Prépare-toi, Bethléem: * pour tout homme s’ouvre l’Eden; * pare-toi, Ephratha: * en la grotte la Vierge fait fleurir l’arbre de vie; * son propre sein devient le Paradis mystique * où pousse l’arbre divin * dont ceux qui en mangent vivront * au lieu d’en mourir comme Adam: * le Christ vient au monde pour relever son image déchue.

Kondakion de l’avant-fête, ton 2

Réjouis-toi, Bethléem, prépare-toi, Ephratha, car la Vierge s’empresse d’enfanter le grand Pasteur qu’elle porte en son sein ; à cette vue les Pères théophores se réjouissent  et, avec les bergers, chantent la Vierge qui allaite.

 

ÉPITRE DU JOUR (heure de prime)

Hébr. I, 1-12

Après avoir autrefois, à plusieurs reprises et de plusieurs manières, parlé à nos pères par les prophètes, Dieu, dans ces derniers temps, nous a parlé par le Fils, qu’il a établi héritier de toutes choses, par lequel il a aussi créé le monde, et qui, étant le reflet de sa gloire et l’empreinte de sa personne, et soutenant toutes choses par sa parole puissante, a fait la purification des péchés et s’est assis à la droite de la majesté divine dans les lieux très hauts, devenu d’autant supérieur aux anges qu’il a hérité d’un nom plus excellent que le leur. Car auquel des anges Dieu a-t-il jamais dit: Tu es mon Fils, Je t’ai engendré aujourd’hui? Et encore: Je serai pour lui un père, et il sera pour moi un fils? Et lorsqu’il introduit de nouveau dans le monde le premier-né, il dit: Que tous les anges de Dieu l’adorent! De plus, il dit des anges: Celui qui fait de ses anges des vents, Et de ses serviteurs une flamme de feu. Mais il a dit au Fils: Ton trône, ô Dieu est éternel; Le sceptre de ton règne est un sceptre d’équité; Tu as aimé la justice, et tu as haï l’iniquité; C’est pourquoi, ô Dieu, ton Dieu t’a oint D’une huile de joie au-dessus de tes égaux. Et encore: Toi, Seigneur, tu as au commencement fondé la terre, Et les cieux sont l’ouvrage de tes mains;mIls périront, mais tu subsistes; Ils vieilliront tous comme un vêtement, Tu les rouleras comme un manteau et ils seront changés; Mais toi, tu restes le même, Et tes années ne finiront point.

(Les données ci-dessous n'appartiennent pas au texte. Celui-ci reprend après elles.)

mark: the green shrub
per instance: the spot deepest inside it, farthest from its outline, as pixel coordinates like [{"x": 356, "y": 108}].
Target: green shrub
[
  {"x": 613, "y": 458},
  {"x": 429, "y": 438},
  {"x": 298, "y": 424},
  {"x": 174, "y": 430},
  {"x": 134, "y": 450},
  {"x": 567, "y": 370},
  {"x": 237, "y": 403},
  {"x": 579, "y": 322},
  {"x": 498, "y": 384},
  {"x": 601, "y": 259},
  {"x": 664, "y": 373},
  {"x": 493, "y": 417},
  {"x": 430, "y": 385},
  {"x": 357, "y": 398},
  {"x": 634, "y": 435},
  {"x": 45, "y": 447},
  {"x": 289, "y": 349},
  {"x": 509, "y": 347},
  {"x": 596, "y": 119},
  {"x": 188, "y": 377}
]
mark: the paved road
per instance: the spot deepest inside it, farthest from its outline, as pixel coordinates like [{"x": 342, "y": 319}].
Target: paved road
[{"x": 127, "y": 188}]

ÉVANGILE DU JOUR (heure de prime)

Matth. I, 18-25

Voici comment eut lieu la naissance du Christ. Marie, sa mère, était fiancée à Joseph; or, avant qu’ils eussent mené vie commune, elle se trouva enceinte par le fait de l’Esprit saint. Joseph, son époux, qui était un homme droit et ne voulait pas la dénoncer publiquement, se proposa de la répudier en secret. Comme il formait ce dessein, voici qu’un ange du Seigneur lui apparut en songe et lui dit: Joseph, fils de David, ne crains pas de prendre chez toi Marie ton épouse, car ce qu’elle a conçu provient de l’Esprit saint. Elle enfantera un fils, et tu lui donneras le nom de Jésus; c’est lui en effet qui sauvera son peuple de ses péchés. Or tout cela se produisit pour que fût accompli cet oracle prophétique du Seigneur: «Voici que la vierge concevra, elle enfantera un fils, auquel on donnera le nom d’Emmanuel », ce qui signifie: Dieu avec nous. Eveillé de son sommeil, Joseph fit ce que l’ange du Seigneur lui avait ordonné: il prit chez lui son épouse; et, sans qu’il l’eût connue, elle enfanta son fils premier-né, auquel il donna le nom de Jésus.